Thanking for Repentance
You’re thanking Him too for helping you do teshuva. How many of your acquaintances, friends from when you were a teenager went lost? I think back to when I was fourteen. I had friends who went away; but Hakadosh Baruch Hu saved me. He sent the right rebbeim. He sent me to Europe to learn in the yeshiva.
And so ‘boruch’ means that you’re thinking, ‘I’m indebted to You for helping me do teshuvah, for sending me the right seforim, the right rebbeim. I have a frum family, a frum wife and good frum children. I’m so grateful to You, Hashem.’
Hiding the Insurrectionists
וְלַמַּלְשִׁינִים – Don’t say there’s nothing to thank for. How many Jews have fallen into great troubles because of mosrim! A man, a big tzaddik, had a big business where he employed many Jews. Many shomrei Shabbos families had parnassah because of him.

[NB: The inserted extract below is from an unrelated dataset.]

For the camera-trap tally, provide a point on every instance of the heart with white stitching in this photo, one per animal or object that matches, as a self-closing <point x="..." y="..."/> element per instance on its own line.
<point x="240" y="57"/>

But some malshin reported him to the government and he’s in gehakte tzaros now. He had some workers who were not paid on the books and they didn’t take any taxes off it. He’s in trouble and he’s trying now to save himself.

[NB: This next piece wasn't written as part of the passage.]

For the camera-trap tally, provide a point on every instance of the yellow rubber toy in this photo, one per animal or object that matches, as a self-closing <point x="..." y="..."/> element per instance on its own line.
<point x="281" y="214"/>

Don’t think it can’t happen. Don’t think you’re immune. Everyone has something they don’t want the government to know. So Who’s saving you? Hakadosh Baruch Hu. He’s behind the scenes pulling strings for you. So if you’re not spending big money now on lawyers trying to defend yourself from the government you have to bend your knees to Hashem every day for that.
IRS Arois!
Not just once. You can thank for that again by הַמְבָרֵךְ אֶת עַמּוֹ יִשְׂרָאֵל בְּשָׁלוֹם! I bend my knees to You for shalom – shalom from the IRS, absolutely. We need Hashem’s help to find the right accountants; accountants with good heads who know how to outsmart the IRS. Legally, I mean; with the loopholes. But we need Hashem’s help for that too. Boruch Atah Hashem that I wasn’t audited this year. That’s shalom, absolutely!
Even that you crossed the street today and you didn’t get hit by a car chas veshalom. Think about that before you say ‘boruch’ of the last bracha. How many streets did I cross safely today? Just on the way to the shul it was one, two, three. And the whole day yesterday? More than you can count on your fingers.

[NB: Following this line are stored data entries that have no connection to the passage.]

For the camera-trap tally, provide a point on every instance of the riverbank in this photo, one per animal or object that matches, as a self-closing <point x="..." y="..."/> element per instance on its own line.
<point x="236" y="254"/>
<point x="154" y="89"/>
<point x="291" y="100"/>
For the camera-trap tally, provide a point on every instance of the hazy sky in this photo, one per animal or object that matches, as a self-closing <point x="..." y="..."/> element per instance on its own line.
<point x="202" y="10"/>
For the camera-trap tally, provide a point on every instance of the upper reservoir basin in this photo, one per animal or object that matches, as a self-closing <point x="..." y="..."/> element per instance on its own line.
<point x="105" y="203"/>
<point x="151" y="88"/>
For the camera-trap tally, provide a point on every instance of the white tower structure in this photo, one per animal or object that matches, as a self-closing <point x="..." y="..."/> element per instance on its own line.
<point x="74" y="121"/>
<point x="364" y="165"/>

Traffic, by the way, is the worst enemy today. More than the pickpockets and the ones who carry guns in their pockets and the other kind who have knives in their socks, more than that is traffic. There are meshugenehs on the street today – even on the sidewalk you’re not always safe. Think about that when you say boruch at the end of Shemoneh Esrei.